Siccità e risicoltura. l'Ente Risi ha annunciato la firma di un “Protocollo d’azione per il miglioramento della gestione della risorsa idrica in periodo di crisi idrica nella risicoltura del Bacino del Po fra DoraBaltea e Adda-area Nord Ovest”.

Questo succede in seguito alla grave situazione di perdita in approvvigionamento idrico a cui si è assistito nel 2022 e per prevenire le problematiche in un 2023 che non sembra dare segni di miglioramento in tal senso.

Riso e siccità: interviene l'Ente Risi col protocollo d'azione

A firmarlo sono Associazione di Irrigazione Ovest Sesia, Confagricoltura Vercelli e Biella, Associazione Industrie Risiere Italiane, Coldiretti Vercelli-Biella, CIA Piemonte, Confagricoltura Novara-VCO, CIA Lombardia, Associazione di Irrigazione Est Sesia, Confagricoltura Pavia, ANBI Piemonte e Consorzio di Bonifica Baraggia Biellese e Vercellese.

È il risultato – dice il Presidente Carrà – di una condivisione di un modello operativo di gestione dell’acqua sulla base delle criticità operative verificatesi nel corso della campagna risicoltura 2022 in Piemonte e Lombardia e che i firmatari si impegnano ad attuare in risposta al perdurare della crisi idrica.

La tempestiva e continua comunicazione tra consorzi irrigui e agricoltori sulla reale disponibilità idrica per permettere agli agricoltori di adottare le scelte agronomiche più opportune, un controllo più accurato delle manutenzioni estive e invernali dei canali irrigui, diffusione della sommersione invernale in risaia per rimpinguare la falda sotterranea, utilizzo di laghetti di cava nei maggiori momenti di crisi, creazione di microinvasi sui corsi d’acqua, utilizzo dei dati Cedater e Cedater per l’identificazione della reale disponibilità idrica, sollecitazione a riprendere la semina in sommersione al fine di innescare l’equilibrio idraulico tra risaie e falda sotterranea, rappresentano alcuni dei punti contenuti nel protocollo sottoscritto.

Riso e siccità: interviene l'Ente Risi col protocollo d'azione

Un documento concreto

Riso e siccità: interviene l'Ente Risi col protocollo d'azione

Il documento non è un libro dei sogni; – afferma Carrà – contiene poche ma indispensabili indicazioni operative di breve periodo che richiedono una corresponsabilità da parte di chi le deve attuare per il bene dell’intero sistema risicolo ed idrico.

È positivo che sia iniziato anche un confronto politico tra le istituzioni per una futura progettualità che consenta di trattenere l’acqua quando c’è.

Tempo non ce n'è

Carrà non dice di più, ma balzano all’occhio due dati.

Il primo è l’incredibile attesa che è costata all’Ente Risi e quindi a tutta la filiera questa firma su un documento – consentiteci – talmente scontato che già nel luglio scorso avevamo pubblicato un dossier sulle misure da attuare contro la siccità.

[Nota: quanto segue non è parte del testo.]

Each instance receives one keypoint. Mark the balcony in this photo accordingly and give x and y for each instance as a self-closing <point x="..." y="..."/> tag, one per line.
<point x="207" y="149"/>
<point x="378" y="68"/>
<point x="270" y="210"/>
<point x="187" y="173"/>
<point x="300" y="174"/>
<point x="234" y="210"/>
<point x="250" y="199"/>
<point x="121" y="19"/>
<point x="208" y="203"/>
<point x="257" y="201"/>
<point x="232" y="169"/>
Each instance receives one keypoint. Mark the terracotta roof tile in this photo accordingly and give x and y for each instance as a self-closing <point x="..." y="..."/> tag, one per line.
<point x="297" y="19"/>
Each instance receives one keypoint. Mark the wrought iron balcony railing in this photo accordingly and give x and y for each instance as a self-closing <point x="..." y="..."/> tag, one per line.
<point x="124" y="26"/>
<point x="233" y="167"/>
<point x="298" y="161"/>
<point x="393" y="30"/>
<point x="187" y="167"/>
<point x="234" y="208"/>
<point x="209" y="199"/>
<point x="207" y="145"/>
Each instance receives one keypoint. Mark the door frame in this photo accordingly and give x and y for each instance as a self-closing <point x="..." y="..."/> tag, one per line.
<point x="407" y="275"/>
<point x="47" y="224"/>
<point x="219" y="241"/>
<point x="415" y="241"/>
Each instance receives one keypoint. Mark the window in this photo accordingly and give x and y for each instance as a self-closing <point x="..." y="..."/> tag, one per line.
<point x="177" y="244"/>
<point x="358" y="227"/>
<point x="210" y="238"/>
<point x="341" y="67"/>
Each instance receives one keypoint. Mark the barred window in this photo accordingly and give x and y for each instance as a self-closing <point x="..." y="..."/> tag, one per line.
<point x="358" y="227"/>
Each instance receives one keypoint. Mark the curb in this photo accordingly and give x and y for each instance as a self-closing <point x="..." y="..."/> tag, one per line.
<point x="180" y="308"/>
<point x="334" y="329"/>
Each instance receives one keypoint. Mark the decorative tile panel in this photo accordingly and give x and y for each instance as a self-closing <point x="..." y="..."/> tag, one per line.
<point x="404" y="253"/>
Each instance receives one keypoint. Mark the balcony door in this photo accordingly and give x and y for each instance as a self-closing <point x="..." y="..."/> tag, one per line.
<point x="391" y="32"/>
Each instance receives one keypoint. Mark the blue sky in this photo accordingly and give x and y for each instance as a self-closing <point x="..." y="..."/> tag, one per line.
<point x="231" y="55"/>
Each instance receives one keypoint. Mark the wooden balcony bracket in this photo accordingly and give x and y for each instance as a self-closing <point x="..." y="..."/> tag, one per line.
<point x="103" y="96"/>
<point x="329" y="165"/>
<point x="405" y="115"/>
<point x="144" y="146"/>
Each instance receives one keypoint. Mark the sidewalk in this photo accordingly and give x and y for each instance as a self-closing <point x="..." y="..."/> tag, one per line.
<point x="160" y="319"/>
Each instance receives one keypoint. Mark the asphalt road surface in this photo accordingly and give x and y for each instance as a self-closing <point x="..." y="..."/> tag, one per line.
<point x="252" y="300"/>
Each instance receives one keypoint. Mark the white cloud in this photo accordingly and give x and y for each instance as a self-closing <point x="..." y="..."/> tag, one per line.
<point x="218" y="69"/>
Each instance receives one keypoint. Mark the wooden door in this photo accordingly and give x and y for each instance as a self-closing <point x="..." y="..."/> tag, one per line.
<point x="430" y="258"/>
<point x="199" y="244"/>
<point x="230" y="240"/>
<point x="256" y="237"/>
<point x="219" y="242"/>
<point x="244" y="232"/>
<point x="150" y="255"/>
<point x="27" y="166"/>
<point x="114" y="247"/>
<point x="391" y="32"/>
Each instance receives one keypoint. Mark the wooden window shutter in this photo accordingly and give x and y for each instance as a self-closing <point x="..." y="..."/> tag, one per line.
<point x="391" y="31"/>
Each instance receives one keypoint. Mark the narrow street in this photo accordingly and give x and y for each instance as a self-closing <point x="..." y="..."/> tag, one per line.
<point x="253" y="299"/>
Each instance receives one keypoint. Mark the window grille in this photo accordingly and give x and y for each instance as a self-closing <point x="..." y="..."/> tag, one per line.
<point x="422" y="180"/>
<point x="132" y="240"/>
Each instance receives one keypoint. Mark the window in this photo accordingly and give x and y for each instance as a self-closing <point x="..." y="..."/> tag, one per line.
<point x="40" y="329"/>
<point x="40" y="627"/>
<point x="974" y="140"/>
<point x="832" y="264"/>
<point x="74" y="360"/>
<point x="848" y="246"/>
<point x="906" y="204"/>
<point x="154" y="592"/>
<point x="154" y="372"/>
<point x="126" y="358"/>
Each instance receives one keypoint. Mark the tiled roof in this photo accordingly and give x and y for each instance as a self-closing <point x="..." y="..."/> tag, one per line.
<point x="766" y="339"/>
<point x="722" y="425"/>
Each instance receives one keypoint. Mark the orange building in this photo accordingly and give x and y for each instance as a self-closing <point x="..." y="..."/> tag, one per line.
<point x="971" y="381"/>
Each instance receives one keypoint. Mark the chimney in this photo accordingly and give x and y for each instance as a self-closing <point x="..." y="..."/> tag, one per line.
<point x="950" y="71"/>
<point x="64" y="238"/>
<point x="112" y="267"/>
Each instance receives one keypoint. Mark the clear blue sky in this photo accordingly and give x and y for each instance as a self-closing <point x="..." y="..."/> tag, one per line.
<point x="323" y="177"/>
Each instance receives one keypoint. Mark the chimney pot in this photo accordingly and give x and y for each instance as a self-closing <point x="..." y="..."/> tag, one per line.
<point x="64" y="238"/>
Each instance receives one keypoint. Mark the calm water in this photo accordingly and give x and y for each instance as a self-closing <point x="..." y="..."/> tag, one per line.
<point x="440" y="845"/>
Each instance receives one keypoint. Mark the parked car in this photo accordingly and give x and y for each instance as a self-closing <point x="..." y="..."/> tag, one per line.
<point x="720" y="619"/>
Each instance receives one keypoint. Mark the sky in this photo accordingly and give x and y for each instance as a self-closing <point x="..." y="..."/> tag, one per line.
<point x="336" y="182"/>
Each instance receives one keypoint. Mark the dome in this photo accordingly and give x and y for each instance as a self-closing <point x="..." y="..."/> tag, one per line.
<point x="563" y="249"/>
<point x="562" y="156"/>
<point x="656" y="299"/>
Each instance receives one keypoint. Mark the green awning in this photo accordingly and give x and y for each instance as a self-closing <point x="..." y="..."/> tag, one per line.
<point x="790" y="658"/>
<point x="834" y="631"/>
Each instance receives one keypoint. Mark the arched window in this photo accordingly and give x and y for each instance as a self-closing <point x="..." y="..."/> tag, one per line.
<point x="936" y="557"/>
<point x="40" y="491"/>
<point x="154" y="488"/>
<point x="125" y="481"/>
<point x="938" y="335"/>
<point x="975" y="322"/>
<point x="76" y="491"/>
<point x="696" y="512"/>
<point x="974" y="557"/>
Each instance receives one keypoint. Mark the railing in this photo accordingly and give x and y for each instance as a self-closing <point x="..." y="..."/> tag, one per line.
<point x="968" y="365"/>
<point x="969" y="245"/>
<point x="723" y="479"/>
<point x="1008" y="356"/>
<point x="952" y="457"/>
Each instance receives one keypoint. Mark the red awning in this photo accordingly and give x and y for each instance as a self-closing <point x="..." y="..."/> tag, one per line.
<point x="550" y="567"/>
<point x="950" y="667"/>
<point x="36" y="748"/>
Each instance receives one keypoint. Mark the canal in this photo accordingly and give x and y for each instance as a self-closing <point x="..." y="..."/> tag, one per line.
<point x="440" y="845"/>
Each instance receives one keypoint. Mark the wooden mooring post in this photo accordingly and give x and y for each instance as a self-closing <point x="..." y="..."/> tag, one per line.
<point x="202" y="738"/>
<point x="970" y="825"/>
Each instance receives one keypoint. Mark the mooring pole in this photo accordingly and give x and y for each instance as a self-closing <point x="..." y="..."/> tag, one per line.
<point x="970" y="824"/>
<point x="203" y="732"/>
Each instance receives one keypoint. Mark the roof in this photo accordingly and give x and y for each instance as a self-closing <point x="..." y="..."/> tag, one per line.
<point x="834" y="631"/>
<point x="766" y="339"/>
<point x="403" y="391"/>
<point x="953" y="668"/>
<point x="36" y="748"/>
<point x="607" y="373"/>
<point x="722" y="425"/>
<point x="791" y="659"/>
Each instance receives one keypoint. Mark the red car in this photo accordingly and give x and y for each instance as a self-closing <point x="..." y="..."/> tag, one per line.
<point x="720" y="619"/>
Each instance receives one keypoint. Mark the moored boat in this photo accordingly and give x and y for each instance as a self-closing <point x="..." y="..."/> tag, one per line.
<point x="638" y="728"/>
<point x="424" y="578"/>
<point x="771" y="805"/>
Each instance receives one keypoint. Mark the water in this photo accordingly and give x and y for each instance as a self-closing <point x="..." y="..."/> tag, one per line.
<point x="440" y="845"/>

Il dossier era la raccolta delle proposte di molti tra gli stessi soggetti che oggi firmano il documento Ente Risi.

Il file del protocollo fornitoci dall’Ente reca l’aggettivo FINALE. Sarebbe bello sapere quante versioni ve ne sono state, per attendere settimane che gli enti regolatori dell’acqua decidessero come coordinarsi. Segno che tanta intesa non c’è.

Assenti di peso

E poi, secondo dato che ci incuriosisce sono le assenze, clamorose, che dimostrano come neanche su un dramma come la siccità si riesca a raggiungere una unità di intenti.

Vediamo di essere espliciti e lo facciamo per rispetto dei tanti agricoltori che attendono risposte chiare sulla situazione irrigua.

Riso e siccità: interviene l'Ente Risi col protocollo d'azione

Perché ci sono le firme di tre consorzi ma non del ET Villoresi? Perché ci sono sia la Confagricoltura Piemontese, sia la Cia Piemontese ma non la Coldiretti, rappresentata solo dalla federazione vercellese?

Perché è assente la Coldiretti Lombardia? Perché non vi è la firma dell’Anbi Lombardia mentre capeggia quella dell’associazione piemontese?

Perché è assente la Coldiretti Pavia che esprime niente meno che un consigliere d’amministrazione dell’Ente Risi?

Vietato defilarsi

Se è un documento importante, né possiamo dubitare delle parole di Carrà, sarebbe stato lecito attendersi un’adesione corale da parte delle associazioni che rappresentano quegli stessi agricoltori che in questo momento non sanno se e cosa seminare. Se alcune hanno deciso di sfilarsi sarebbe interessante comprenderne la ragione.

Perchè se le strategie contenute in questo documento non convincono tutti non saranno applicate da tutti e quindi non avranno effetto.